More important, being retired allows me and the lady of the house to go camping almost any time we wish.

The two of us found time to spend a very nice three days of camping and being tourists together last week in the Upper Peninsula of Michigan (U.P.). More specifically, we found ourselves setting up camp at Bay Furnace campground on Lake Superior just outside of Munising, Mich.

U.P. Lake Superior country is high on my list of preferred camping places. Whether it be rustic backcountry camping at places like Imp, Emily, Henry or Bobcat lakes or way up at Fort Wilkins State Park at the top of the Keweenaw country or at Tahquamenon Falls way east in the U.P., my wife and I love it up Nort’ with the “yoopers.”

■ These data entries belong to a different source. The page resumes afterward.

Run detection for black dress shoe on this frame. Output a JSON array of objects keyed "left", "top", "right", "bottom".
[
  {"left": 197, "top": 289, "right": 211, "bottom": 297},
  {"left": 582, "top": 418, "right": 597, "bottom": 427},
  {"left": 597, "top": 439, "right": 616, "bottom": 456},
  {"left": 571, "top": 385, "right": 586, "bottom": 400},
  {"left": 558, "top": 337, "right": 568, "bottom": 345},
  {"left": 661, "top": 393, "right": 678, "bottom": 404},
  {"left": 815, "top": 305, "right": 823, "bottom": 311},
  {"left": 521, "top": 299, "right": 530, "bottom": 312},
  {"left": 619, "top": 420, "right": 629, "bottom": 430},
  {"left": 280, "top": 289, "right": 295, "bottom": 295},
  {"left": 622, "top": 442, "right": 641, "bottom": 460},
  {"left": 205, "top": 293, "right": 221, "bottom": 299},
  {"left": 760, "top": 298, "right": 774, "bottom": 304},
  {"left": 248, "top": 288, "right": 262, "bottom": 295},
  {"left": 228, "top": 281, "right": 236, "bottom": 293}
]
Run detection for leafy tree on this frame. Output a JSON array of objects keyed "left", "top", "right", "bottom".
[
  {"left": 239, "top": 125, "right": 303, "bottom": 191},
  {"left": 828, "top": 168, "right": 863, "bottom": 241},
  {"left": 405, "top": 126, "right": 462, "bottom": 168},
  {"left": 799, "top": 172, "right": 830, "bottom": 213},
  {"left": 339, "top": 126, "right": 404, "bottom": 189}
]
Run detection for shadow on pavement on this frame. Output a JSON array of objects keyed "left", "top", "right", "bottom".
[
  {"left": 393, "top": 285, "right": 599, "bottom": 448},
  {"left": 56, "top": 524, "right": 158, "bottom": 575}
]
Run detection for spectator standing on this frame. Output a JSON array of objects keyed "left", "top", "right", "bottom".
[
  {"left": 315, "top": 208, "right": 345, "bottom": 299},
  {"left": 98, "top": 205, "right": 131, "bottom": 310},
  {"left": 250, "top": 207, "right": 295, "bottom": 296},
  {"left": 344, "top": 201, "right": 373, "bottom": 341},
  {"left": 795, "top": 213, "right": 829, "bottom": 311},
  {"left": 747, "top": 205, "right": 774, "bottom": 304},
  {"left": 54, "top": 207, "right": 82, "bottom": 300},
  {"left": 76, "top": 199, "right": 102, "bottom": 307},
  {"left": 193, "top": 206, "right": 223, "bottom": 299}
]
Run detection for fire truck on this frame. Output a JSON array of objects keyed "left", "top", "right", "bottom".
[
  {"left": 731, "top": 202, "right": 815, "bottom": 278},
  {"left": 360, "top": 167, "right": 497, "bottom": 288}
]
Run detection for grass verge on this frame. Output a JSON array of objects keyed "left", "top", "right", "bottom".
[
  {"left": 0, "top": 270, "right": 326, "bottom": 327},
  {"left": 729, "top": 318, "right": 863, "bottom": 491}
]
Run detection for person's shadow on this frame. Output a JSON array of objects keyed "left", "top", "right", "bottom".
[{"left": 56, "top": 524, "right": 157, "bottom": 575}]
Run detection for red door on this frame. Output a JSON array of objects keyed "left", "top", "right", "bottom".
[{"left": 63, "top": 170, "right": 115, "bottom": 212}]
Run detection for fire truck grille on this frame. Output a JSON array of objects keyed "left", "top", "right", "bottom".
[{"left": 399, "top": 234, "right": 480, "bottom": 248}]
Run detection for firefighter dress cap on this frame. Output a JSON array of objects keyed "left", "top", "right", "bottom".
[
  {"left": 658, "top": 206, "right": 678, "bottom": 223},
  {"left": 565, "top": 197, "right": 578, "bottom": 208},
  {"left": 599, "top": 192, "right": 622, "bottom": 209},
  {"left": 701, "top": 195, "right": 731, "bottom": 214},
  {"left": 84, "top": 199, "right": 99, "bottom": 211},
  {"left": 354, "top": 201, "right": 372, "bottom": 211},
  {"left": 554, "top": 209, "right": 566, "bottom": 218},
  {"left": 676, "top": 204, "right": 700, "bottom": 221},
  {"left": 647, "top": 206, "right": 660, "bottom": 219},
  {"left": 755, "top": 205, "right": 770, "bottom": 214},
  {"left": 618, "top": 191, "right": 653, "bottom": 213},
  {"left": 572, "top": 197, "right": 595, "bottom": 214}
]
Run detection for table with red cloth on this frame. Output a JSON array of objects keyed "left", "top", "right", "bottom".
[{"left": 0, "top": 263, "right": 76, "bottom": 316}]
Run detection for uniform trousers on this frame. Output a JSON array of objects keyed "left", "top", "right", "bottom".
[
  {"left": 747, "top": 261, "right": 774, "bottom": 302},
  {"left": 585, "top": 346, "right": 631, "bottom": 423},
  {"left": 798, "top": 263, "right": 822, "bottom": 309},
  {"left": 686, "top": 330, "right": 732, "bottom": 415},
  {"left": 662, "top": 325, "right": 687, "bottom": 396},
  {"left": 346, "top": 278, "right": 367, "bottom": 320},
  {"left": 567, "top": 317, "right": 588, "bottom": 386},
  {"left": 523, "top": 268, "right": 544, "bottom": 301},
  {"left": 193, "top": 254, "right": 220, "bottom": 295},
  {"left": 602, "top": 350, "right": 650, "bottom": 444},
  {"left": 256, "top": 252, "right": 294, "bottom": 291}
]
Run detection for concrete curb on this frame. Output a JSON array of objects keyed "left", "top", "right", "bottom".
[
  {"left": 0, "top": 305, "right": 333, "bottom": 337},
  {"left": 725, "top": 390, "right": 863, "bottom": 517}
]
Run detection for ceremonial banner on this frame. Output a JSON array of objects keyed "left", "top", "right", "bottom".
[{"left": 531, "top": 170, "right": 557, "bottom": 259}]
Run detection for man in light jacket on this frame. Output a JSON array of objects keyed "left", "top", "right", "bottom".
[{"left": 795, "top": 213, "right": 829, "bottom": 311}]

This time, being a short trip, we weren’t able to do as much as we would have liked, but one of the things we didn’t miss out on was another cruise on the Pictured Rocks tour. If you have never done the cruise, you have missed out on seeing one of the most beautiful stretches of Lake Superior that can be found.

A two-hour cruise takes you past a wealth of mainly sandstone cliffs which, along the way, have been worn into beautiful and impressive rock and cliff formations for centuries.

Among the most famous formations are Miners Castle, Indian Head, Grand Portal, Battleship Rocks, Flower Vase, Indian Drum, Lovers’ Leap and Chapel Rock. Waterfalls include 70-foot Spray Falls and the roughly 200-foot seasonal Bridal Veil Falls.

My wife and I have walked along the cliffs for short stretches on other trips, and have stood atop Miners Castle, which is about the only rock formation accessible by car. We also have strolled along the shore at Twelvemile Beach, a part of the lakeshore accessible by car.

I have hiked down and back up a long, steep hill to reach an old log slide from days of yore a goodly way up Highway 58 to Grand Marais, Mich., and I also have walked the path and gone down more than 160 steps to the base of grand Sable Falls about a mile outside of Grand Marais.

The Hurricane River Campground, another U.S. Forest Service site, has a great stretch of beach and rustic campsites about 15 miles from Grand Marais.

If you camp at Bay Furnace, as we did, walking a short path to an old iron ore blast furnace is worth your while. Just looking at the remains of the structure takes only a minute or so of your time, but if you are a history major as I was, taking time to read more about it tells the story of just how impressive it is.

Construction began in 1866 and it began producing pig iron in 1868. At its peak, it employed more than 500 people and produced about 20 tons of pig iron a day. Eventually, the iron ore and wood supplies to fire the furnace ran out, and it ceased operation in 1877.

Today, from Munising to Grand Marais, Pictured Rocks stands as a monument to the beauty and sometimes fury of Lake Superior. The cliffs of the lakeshore have changed much over the centuries. In recent years, one portion of Miners Castle collapsed.

My wife and I are among the many who have seen the video taken of a 200-foot section of cliff as it was collapsing a couple of weeks ago.

There was no fishing to be done by me on this trip, only a little hiking, the boat tour, scrambling through Wisconsin Dells-worthy crowds in Munising, relaxing at a somewhat-secluded campsite, and eating thick steaks at night, and much bacon and eggs each morning.

On our tour, the 4- to 5-foot waves banged us around a little, but on a boat that handles up to 250 or so passengers, it wasn’t really rough.

We’re lucky that we have some of the best country in the world to live in right here in north Wisconsin, but we’re even luckier to have someplace like the U.P. so near at hand whenever we want to escape for a little bit.